Per questa ragione sono sempre state numerose le popolazioni dove i tabù riguardano, oltre che i Morti, anche i Vivi – e in particolare, tra loro, i parenti o i congiunti più stretti: mariti, padri, madri, figli, suoceri. Ne scaturiscono tribolazioni che amareggiano non poco la vita famigliare.
“Tra i Cafri” africani – avverte Frazer – “una donna non può pronunciare pubblicamente il nome di nascita di suo marito e dei fratelli di lui, né usare la parola interdetta nel suo significato ordinario”. Ciò significa, trasponendo il tabù in italiano, che se il marito fa nome Armando, le sarà proibito il gerundio del verbo “armare”; oppure, se il suo sposo si chiama, supponiamo, Leone, non potrà gettare l’allarme quando sarà assalita dalla bestia omonima.
“Presso parecchie popolazioni bantu”, aggiunge il filosofo Cassirer, “le donne non possono pronunciare il nome del marito e del padre di lui”. La conseguenza di queste proibizioni è inevitabile: ne risulta un ménage matrimoniale particolarmente babelico e movimentato, condotto al principio soprattutto a gesti. Ma dura poco. Le bantu “sono quindi costrette, poiché non è loro permesso nemmeno di usare i corrispondenti appellativi, alla coniazione di nuove parole”. Nei villaggi dei bantu Cafri, assicura ancora Frazer, questa tradizionale coercizione ha prodotto “un linguaggio quasi distinto”, che viene chiamato “lingua delle donne”. Ugualmente, “tra i Caribi la lingua parlata dagli uomini differiva in certa misura da quella parlata dalle donne”.

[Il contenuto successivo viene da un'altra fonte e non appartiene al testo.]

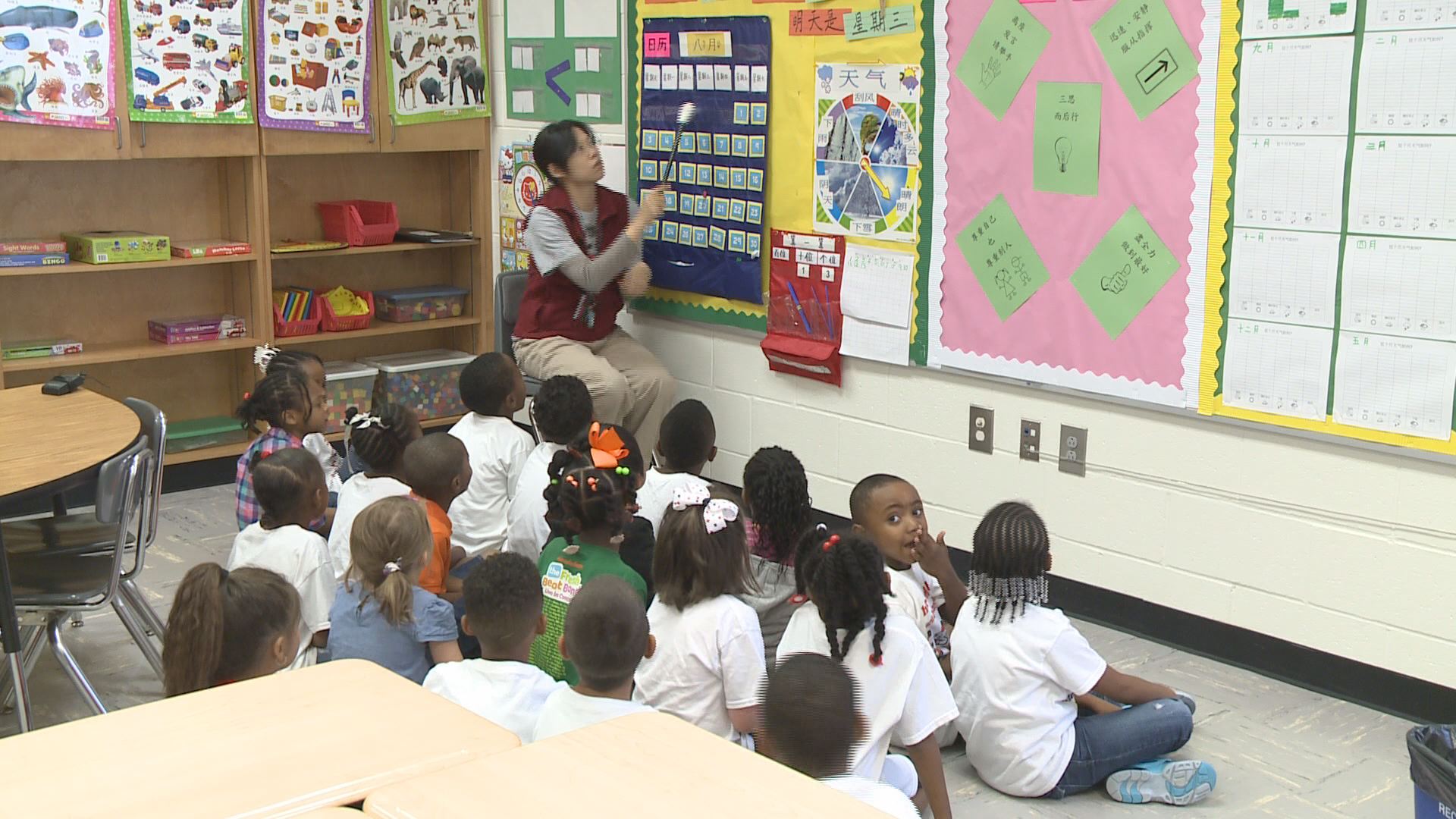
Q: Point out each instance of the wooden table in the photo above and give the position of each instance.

L’Onnipotente della Bibbia, scagliando la sua maledizione sulla Torre, avrebbe mai immaginato che la Babele delle Lingue sarebbe diventata, prima o poi, così “sessista”? E che si sarebbe diffusa e intrufolata casa per casa a dividere marito, moglie, e altri famigliari, fino a questo punto?

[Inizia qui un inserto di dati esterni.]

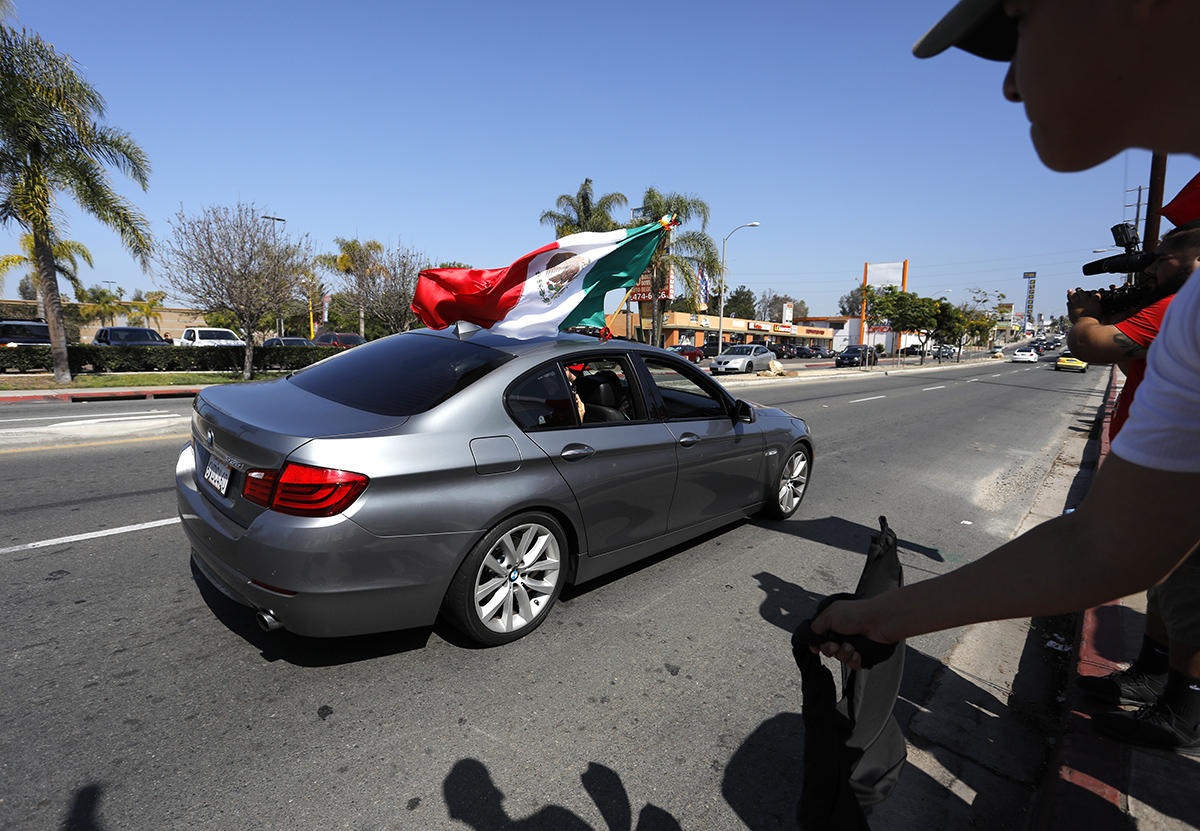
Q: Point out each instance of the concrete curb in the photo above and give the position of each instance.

Le turbe peggiori indotte da una tale instabilità terminologica Frazer le rilevava nelle isole Banks, in Melanesia. Laggiù, “due persone i cui figli si siano sposati fra loro non possono pronunziare i nomi l’uno dell’altro” senza attirare su di sé l’attenzione dei dèmoni e, quasi sempre, la morte. I consuoceri, o anche certi individuabili congiunti, nemmeno «devono pronunciare le parole comuni che siano per caso identiche con quei nomi o abbiano sillabe in comune con essi. Così sappiamo di un indigeno di quelle isole che non poteva dire le parole comuni “porco” e “morire” perché queste parole si trovavano nel nome polisillabico di suo genero, e d’un altro disgraziato sappiamo che non poteva pronunciare le parole comuni “mano” e “caldo”’ a causa del nome del fratello della moglie, e che non poteva neppure dire la parola “uno” perché questa faceva parte del nome del cugino di sua moglie».
Immaginiamo le difficoltà d’un Baudelaire, d’un Leopardi, se fossero stati Melanesiani invece che europei. È probabile che l’Infinito non sarebbe stato mai scritto, a causa di due cognati, un suocero e quattro cugini.